College revolt over bonus points plan
Minister snubbed in maths dispute
TWO universities have rejected Education Minister Mary Coughlan's attempt to introduce bonus points for higher maths students, the Irish Independent has learned.
University College Cork (UCC) and the National University of Ireland Galway (NUIG) came out firmly against the plan, which has the backing of Irish and multinational employers. The snub to the minister emerged as almost 58,000 students got their Leaving Certificate results with concerns mounting over the continued poor performance in maths in the exam.
It was disclosed just hours after Ms Coughlan said the new system could be introduced in two years amid intense criticism from business leaders over maths and science education.
"I would be hopeful that by 2012 we will see bonus points for mathematics," the minister said yesterday.
However, the Tanaiste's plans suffered a severe setback after UCC and NUIG refused to give their backing.
Decisions about entry requirements are taken by the universities, and not by the minister.

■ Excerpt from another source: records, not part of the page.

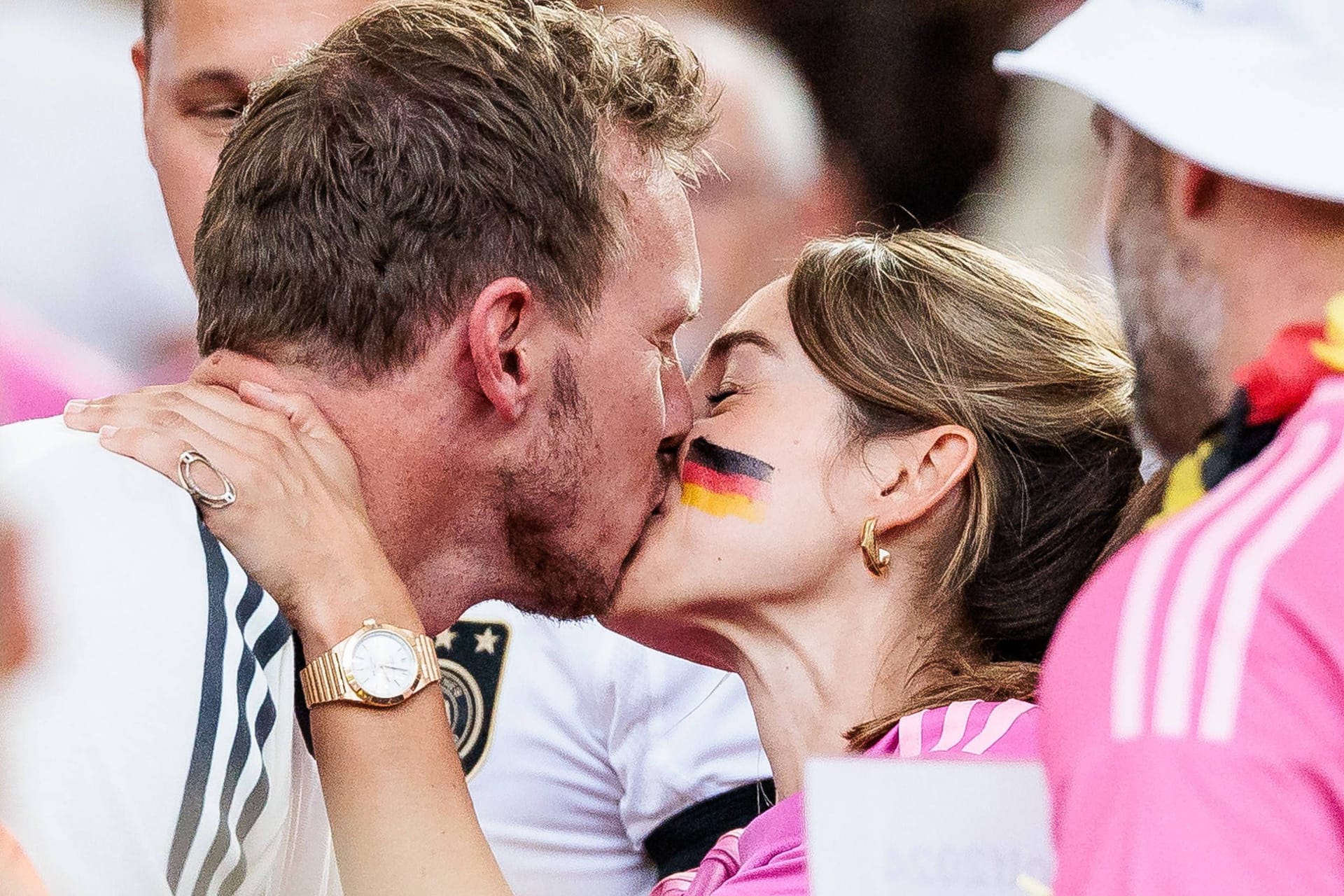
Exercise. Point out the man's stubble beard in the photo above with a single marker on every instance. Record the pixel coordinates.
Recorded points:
(540, 500)
(1174, 320)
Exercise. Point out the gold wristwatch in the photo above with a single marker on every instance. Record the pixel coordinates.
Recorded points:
(379, 665)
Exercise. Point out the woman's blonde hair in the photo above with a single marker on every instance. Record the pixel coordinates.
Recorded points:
(921, 330)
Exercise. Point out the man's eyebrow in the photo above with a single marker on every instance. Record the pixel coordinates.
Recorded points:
(729, 342)
(218, 78)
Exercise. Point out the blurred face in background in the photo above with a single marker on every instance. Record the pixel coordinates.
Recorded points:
(1172, 307)
(14, 621)
(195, 71)
(772, 187)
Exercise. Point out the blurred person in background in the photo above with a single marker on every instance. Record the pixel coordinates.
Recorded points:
(554, 722)
(18, 876)
(773, 166)
(878, 519)
(42, 370)
(1193, 694)
(905, 90)
(1042, 194)
(85, 250)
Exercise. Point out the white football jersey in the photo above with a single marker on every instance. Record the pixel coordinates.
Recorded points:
(592, 742)
(152, 747)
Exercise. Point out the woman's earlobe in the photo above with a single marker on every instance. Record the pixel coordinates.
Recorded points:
(936, 461)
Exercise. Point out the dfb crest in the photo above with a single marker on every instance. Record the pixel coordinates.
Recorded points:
(470, 664)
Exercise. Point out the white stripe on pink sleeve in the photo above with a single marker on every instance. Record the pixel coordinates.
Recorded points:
(1176, 673)
(955, 724)
(1129, 675)
(910, 734)
(996, 726)
(1245, 582)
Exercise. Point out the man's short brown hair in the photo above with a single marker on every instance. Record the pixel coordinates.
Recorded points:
(422, 150)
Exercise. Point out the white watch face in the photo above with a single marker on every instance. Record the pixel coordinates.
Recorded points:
(384, 664)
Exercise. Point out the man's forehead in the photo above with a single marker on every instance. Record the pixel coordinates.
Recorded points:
(248, 38)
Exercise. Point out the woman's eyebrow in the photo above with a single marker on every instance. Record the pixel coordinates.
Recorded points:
(729, 342)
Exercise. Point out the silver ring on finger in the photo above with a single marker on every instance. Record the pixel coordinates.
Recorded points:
(188, 484)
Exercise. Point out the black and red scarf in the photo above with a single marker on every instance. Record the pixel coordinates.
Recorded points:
(1269, 391)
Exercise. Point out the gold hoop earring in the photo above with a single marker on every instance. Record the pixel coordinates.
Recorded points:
(876, 559)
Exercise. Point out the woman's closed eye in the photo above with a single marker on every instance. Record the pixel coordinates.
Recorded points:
(724, 391)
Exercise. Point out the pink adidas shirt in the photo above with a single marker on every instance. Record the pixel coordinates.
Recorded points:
(1194, 695)
(768, 858)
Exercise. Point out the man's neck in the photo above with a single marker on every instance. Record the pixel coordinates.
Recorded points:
(1276, 276)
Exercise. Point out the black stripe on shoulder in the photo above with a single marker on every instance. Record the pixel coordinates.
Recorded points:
(683, 841)
(207, 718)
(239, 750)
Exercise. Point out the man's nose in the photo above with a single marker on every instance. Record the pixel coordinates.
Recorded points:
(679, 414)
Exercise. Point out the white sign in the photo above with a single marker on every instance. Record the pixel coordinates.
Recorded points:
(926, 828)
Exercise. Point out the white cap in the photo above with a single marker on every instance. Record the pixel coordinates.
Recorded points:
(1252, 89)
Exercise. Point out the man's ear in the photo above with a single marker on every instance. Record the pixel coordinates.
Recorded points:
(140, 59)
(1193, 190)
(496, 363)
(917, 472)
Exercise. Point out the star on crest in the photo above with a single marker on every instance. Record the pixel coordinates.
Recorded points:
(486, 641)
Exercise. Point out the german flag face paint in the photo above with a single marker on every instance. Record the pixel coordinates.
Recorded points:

The Irish Independent has learned the academic council at UCC has voted by a substantial majority to oppose bonus points for higher level maths.
Sources in NUIG said that at a recent meeting attended by senior academics in Galway there was huge opposition to the plan.
In both colleges, the majority of academics felt the awarding of bonus points would not achieve the aims of improving either the take-up or performance in higher-level maths. They felt other measures were necessary such as greater investment in maths education, particularly for Project Maths, and upskilling teachers.
Two other universities -- UCD and NUI Maynooth -- have yet to make up their minds on the proposal.
It is understood academics in both institutions are split on the issue, which will be discussed at separate academic council meetings next month.
Trinity College and DCU have already backed the proposal, but want a consensus among all seven universities before bonus points can be introduced for students taking the Leaving Cert in 2012.
The University of Limerick has always had bonus points for maths.
It is understood the academic councils in Cork and Galway did allow for a "get-out clause" and agreed that if all the other universities backed the plans they would accept bonus points "reluctantly" and under certain conditions.
UCC Registrar Professor Paul Giller said about half of second-level maths teachers did not have maths as a major subject in their degree.
In addition, official reports had indicated a number of schools were not offering higher level maths.
The Project Maths Implementation Group failed to reach a consensus on the issue. It pointed out that about 10pc of the country's 735 second-level schools were not offering higher level maths.
The American Chamber of Commerce, which represents top US businesses in Ireland, said there were major questions over the level of investment in education, the hours spent on maths and science and how the subjects were taught.
This year's Leaving Certificate students saw a worrying 10pc failure rate in ordinary level maths. In total, more than 4,000 students failed at different levels of the exam.
In science subjects -- an area the Government has been keen to promote to kickstart the economy -- chemistry students struggled with an overall failure rate of 8pc. More than 2,000 pupils failed ordinary and higher biology, while top results in physics dipped for the second year in a row.
Engineers Ireland director general John Power said more needed to be done to support maths teachers to help students fully engage with the real-life applications of the subject.
"We need to work harder to change the perception of maths at an earlier stage in schools," he said. "The smart economy and the recovery of Ireland Inc are not viable without enough graduates with the requisite maths skills to become engineers."
Ms Coughlan also committed to rolling out the Project Maths scheme nationwide to improve hands-on skills.
She said the new Project Maths -- a pilot scheme in 24 schools which only had a 5.4pc fail rate -- would be rolled out across the country.
It is based on providing hands-on, problem-solving skills.